Scientific Research and Essay Vol.4 (9), pp. 867-871, September, 2009 Available online at http://www.academicjournals.org/SRE ISSN 1992-2248 © 2009 Academic Journals

Full Length Research paper

Using of generalized additive model for model selection in multiple poisson regression for air pollution data Y. Terzi* and M. A. Cengiz Department of Statistics, University of Ondokuz Mayıs, P. M. B. 55139, Samsun, Turkey. Accepted 4 August, 2009

Multiple Poisson regression analysis is one of the most widely used statistical techniques in analysing air pollution data. It is a powerful tool when its assumptions are met, including that the relationships between the predictors and the response are a function such as straight-line, polynomial, or exponential. In many applications, however, the reliance on a defined mathematical function is difficult. Many phenomena do not have a relationship that can be easily defined. Generalized additive models (GAM) enable us to relax this assumption by replacing a defined function with a non-parametric smoother to uncover existing relationships. GAM can be used for model selection in multiple Poisson regression. This study focuses on GAM for model selection in multiple Poisson regression for modelling associations between air pollution and increases in hospital admissions for respiratory disease.

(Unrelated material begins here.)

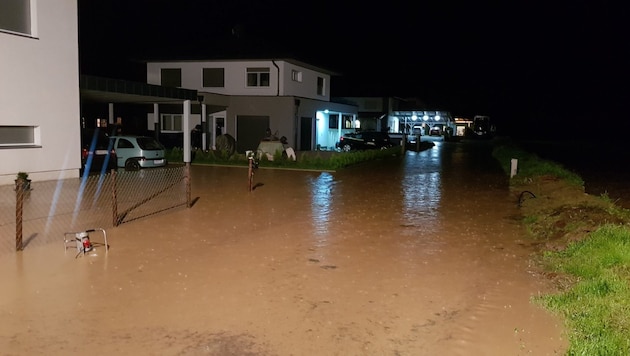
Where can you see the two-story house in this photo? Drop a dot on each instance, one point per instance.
(245, 98)
(39, 90)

Key words: Poisson regression, generalized additive model, cubic spline, air pollution. INTRODUCTION Air pollution has been studied for many years following a series of dramatic episodes that took place in industrial countries. Interest in this phenomenon is reflected by the number of studies that have been published since the last decade. It still poses a health risk even for developed countries (Ballester et al., 2006). Associations between air pollution and increases in hospital admissions for respiratory disease, have been observed in many studies in various parts of the world (Zanobetti et al., 2000). Some studies, but not others, found associations between sulphur dioxide (SO2) and particular matter (PM10) exposures and daily or weekly hospital admissions for respiratory disease. Numerous studies have demonstrated increased risk of respiratory hospitalizations in relation to airborne particles, including particulate matter with an aerodynamic diameter ≤ 10 µm (PM10) ((Bell et al., 2008), 1, 2). The most common and consistent associations have been found with particulate matter and SO2 (Brunekreef and Holgate, 2002). In any given a day or a week, only a small portion of the population is admitted to hospital. The number of admissions to hospital is a count; that is, it can only take on

*Corresponding author. E-mail: [email protected].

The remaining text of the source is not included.